Do I need to manually change the weights stored in the checkpoints, or change the trainer_*.py code to handle missing module weights?

tanshuai0219 commented 1 month ago

Try to delete the # in https://github.com/tanshuai0219/EDTalk/blob/a375dbdec5128372cb62988c68baebdd6ed551a9/train/trainer_Mouth_Pose_decouple.py#L325 `

new_state_dict = OrderedDict()

    # for key, value in checkpoint.items():
    #     if 'enc.fc.' in key:
    #         if 'enc.fc.4' in key:
    #             continue
    #         name = key.split('enc.fc.')[1]
    #         new_state_dict[name] = value

    self.gen.load_state_dict(checkpoint)

    # new_state_dict = OrderedDict()
    # for key, value in checkpoint.items():
    #     if 'enc.net_app.' in key:
    #         name = key.split('enc.')[1]
    #         new_state_dict[name] = value
    # self.gen.enc.load_state_dict(new_state_dict)

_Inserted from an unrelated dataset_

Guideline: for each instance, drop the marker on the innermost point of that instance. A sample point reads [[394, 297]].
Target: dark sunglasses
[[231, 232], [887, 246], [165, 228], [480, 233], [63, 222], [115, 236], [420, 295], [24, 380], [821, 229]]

    # new_state_dict = OrderedDict()
    # for key, value in checkpoint.items():
    #     if 'dec.' in key:
    #         if 'dec.direc' in key:
    #             continue
    #         name = key.split('dec.')[1]
    #         new_state_dict[name] = value
    # self.gen.dec.load_state_dict(new_state_dict)

`

hbkang-slx commented 1 month ago

Thank you for the explanation. Closed.